A Fresh Start
by SapphireGleam
Summary: A nerdy, loner, behind the scenes girl from Slytherin returns to school transformed. Who will notice her? Certainly Draco Malfoy, Harry Potter, and Ron Weasley will.... Rated T for later.Bonus: New Chapter Just Added! :]
1. And so it begins

A/N: Hey, it's my first fanfic, so please be gentle. But review, reveiw, review! I'll listen to anything you have to say. And if the chapters turn out to be short? Err...blame the margins of fanfiction. net(just kidding! love you, website!) Love ya! Saph

Disclaimer: Oh, how I _wished_ I owned Harry Potter...but, I don't, and Jo does, and I have now admitted that and cannot be sued.

It's the Trio's final year at Hogwarts, just FYI.

And _italics_ are a character's thoughts.

--

"But I don't wanna!" Marion Scott stamped her foot against the hard, cherry-wood floors of the entrance hall. "I'm sick of having to go with you! Why can't you just accept that I'm not you? We're different people, literally! I mean, come _on_, mom." Her voice dropped to a whisper. "_I'm a Witch_!"

Well, that had done it. Patricia Scott's eyes narrowed to an alarming slit-like state, her nostrils flared, and she gasped. She reached one arm out to grab her daughter by the front of her shirt, pulled her close, and, about to scream, suddenly let go. A malicious glint in her eyes, she simply said "Fine." turned on her heel, and left. For at least an hour later, Marion sat on the floor, right outside of the door, wondering what had made her mother change her mind. She hadn't even screeched about Marion being a Witch, and having the neighbors find out, or done anything at all, for that matter. After years and years of this insanity, had her mother finally realized what she couldn't change? It really shouldn't have been too hard to accept her daughter, especially when she'd married her father _fully aware_ of his "abilities", as her mother called them, yet somehow, it was. Four years ago, Marion's father, William, had passed away on a mission for the Ministry of Magic. He had been an Auror, and was consequently away rather frequently. However, he had always embraced his wife, despite her being a Muggle, and could not have been happier for his daughter when she'd been accepted to Hogwarts. Patricia, on the other hand, was appalled. Marion had her suspicions that her mother had only married her father for his wealth, and was not as "intrigued" by his "abilities" as she had said.

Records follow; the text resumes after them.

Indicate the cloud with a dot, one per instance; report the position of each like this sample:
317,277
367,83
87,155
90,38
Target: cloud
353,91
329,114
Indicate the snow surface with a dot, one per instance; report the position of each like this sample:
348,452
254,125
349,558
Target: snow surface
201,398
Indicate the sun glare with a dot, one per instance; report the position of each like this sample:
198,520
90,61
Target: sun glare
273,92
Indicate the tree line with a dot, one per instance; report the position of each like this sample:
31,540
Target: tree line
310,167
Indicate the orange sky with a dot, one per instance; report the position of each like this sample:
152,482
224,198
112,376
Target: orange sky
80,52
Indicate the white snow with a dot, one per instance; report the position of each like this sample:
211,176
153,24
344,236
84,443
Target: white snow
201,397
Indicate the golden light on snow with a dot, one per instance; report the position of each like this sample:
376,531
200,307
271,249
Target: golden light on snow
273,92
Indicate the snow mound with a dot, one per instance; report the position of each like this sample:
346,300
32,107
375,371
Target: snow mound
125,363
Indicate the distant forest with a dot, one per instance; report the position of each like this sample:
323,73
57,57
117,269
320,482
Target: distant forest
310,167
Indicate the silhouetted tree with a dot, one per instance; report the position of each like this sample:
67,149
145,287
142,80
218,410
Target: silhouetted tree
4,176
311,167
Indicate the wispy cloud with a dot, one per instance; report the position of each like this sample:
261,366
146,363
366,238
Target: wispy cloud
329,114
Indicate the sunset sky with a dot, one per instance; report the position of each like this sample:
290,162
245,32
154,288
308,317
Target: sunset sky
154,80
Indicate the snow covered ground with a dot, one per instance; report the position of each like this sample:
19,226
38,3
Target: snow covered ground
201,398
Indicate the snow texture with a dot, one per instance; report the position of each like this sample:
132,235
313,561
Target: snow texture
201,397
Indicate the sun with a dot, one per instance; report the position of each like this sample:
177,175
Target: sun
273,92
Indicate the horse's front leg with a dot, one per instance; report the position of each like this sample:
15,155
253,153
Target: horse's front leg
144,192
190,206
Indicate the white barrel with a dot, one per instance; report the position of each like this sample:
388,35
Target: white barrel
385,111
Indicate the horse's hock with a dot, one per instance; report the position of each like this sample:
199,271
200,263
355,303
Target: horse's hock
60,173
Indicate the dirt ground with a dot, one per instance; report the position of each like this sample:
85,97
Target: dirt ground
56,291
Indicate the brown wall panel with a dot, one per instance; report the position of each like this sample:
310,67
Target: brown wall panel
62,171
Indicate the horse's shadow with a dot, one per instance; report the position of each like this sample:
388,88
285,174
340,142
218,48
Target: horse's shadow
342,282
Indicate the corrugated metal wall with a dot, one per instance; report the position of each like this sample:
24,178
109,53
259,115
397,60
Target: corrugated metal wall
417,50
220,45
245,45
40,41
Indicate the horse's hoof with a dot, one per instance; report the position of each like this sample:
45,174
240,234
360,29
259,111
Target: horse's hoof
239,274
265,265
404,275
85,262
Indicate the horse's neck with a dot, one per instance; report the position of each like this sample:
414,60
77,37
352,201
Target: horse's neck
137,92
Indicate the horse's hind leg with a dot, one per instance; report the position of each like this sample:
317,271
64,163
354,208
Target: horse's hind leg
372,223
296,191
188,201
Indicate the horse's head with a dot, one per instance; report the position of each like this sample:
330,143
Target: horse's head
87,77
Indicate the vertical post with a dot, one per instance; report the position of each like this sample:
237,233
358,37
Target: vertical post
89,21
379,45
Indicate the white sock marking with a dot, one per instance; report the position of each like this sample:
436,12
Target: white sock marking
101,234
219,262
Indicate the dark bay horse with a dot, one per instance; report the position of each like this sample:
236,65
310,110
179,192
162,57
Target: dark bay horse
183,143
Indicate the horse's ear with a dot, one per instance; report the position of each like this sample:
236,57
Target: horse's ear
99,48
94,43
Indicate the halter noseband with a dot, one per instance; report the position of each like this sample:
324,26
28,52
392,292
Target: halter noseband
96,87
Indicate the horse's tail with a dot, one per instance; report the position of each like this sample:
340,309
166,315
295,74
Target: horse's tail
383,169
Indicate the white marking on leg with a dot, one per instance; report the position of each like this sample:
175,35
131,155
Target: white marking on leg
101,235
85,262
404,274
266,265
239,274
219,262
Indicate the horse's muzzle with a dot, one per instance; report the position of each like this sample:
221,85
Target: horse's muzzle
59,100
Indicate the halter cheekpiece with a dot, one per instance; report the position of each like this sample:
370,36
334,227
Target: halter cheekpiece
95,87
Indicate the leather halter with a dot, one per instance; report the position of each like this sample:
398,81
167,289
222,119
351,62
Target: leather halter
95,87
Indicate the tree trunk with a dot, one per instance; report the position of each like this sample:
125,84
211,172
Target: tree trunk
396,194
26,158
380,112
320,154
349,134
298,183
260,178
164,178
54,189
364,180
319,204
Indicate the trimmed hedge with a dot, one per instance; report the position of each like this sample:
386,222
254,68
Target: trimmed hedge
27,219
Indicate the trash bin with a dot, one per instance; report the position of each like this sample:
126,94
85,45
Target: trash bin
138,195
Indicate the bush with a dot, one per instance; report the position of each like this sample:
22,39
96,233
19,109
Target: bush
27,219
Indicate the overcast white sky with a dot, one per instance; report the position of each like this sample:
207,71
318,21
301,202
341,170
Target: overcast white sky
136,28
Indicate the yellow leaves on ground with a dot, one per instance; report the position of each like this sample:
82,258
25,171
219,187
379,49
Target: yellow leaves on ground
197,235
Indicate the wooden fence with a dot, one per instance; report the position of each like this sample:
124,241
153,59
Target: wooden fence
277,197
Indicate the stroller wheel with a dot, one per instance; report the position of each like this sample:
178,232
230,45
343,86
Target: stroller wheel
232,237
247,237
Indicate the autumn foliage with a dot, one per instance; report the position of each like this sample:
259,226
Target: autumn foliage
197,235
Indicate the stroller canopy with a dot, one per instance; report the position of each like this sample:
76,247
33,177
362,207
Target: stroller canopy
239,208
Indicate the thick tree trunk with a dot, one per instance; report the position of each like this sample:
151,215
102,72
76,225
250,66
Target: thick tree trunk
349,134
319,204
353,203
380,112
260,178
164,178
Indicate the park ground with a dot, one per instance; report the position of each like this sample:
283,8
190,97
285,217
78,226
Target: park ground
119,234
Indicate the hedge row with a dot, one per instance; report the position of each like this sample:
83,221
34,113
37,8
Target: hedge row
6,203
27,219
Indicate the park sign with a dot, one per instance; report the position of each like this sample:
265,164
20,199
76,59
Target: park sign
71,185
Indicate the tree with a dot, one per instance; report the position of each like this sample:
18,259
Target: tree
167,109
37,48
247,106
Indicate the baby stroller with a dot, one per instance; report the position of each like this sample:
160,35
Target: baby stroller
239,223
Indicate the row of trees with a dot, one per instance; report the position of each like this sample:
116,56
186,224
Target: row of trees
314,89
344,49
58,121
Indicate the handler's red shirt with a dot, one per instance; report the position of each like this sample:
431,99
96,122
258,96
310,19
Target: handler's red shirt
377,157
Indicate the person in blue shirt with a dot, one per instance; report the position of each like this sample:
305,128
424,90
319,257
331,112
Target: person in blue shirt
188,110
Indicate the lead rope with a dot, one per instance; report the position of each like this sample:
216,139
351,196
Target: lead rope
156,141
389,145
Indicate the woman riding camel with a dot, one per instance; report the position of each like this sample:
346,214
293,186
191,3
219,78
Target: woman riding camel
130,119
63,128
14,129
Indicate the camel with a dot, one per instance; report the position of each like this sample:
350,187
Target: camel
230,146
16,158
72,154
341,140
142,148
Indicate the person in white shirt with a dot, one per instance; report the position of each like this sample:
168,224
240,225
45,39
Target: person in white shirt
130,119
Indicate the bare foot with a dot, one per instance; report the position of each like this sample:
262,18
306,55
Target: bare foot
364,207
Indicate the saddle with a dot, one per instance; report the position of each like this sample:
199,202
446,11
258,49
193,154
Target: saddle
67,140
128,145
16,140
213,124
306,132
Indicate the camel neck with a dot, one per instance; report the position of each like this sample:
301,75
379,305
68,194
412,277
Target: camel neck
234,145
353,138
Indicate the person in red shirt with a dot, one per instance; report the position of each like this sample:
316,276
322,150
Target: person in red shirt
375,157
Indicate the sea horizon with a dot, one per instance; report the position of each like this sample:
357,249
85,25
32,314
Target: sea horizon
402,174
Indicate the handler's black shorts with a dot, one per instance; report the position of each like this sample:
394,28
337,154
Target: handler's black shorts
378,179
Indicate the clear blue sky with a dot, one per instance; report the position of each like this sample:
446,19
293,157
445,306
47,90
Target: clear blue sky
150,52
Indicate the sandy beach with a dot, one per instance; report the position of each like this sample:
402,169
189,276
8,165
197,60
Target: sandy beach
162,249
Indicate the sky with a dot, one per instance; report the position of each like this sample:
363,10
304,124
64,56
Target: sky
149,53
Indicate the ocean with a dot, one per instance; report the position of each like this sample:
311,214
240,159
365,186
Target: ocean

William never minded his daughter's apparent lack of cares for her appearance. In fact, it was a source of pride for him, that his daughter was so involved with her studies that her appearance didn't even matter. Patricia, of course, was completely ballistic about it. And when William died, she exercised no restraint in informing her of her disapproval. For years and years, every time she made an appointment at some Muggle place or another, she attempted to have Marion accompany her. Marion hated these visits, everything seemed so scary and unfamiliar. Not to mention, Patricia would be in there for hours, and come out looking completely different, in a bizarrely good mood. Marion came to learn that these were "spas", and were wildly popular with the Muggle women. She found these ridiculous, and when she was old enough to actually exert force to resist, Patricia began to leave her there. Years and years of birthday gifts to change her hair, her makeup, even her nails, what did it matter to her that Muggle teenage girls would have _died_ for opportunities such as those? She wasn't a Muggle! Colored nails meant naught to her. Once, when she was nine, she'd tried the contactors, or contacties, or whatever they were called, as a substitute for her glasses, just to please her mother. She'd put them in the wrong way and cried for hours from the pain, unable to identify the problem. Her mother had adored it, and told her "women suffer for beauty". Marion found that so incredibly insane that the lights began to flicker and the windows blew open.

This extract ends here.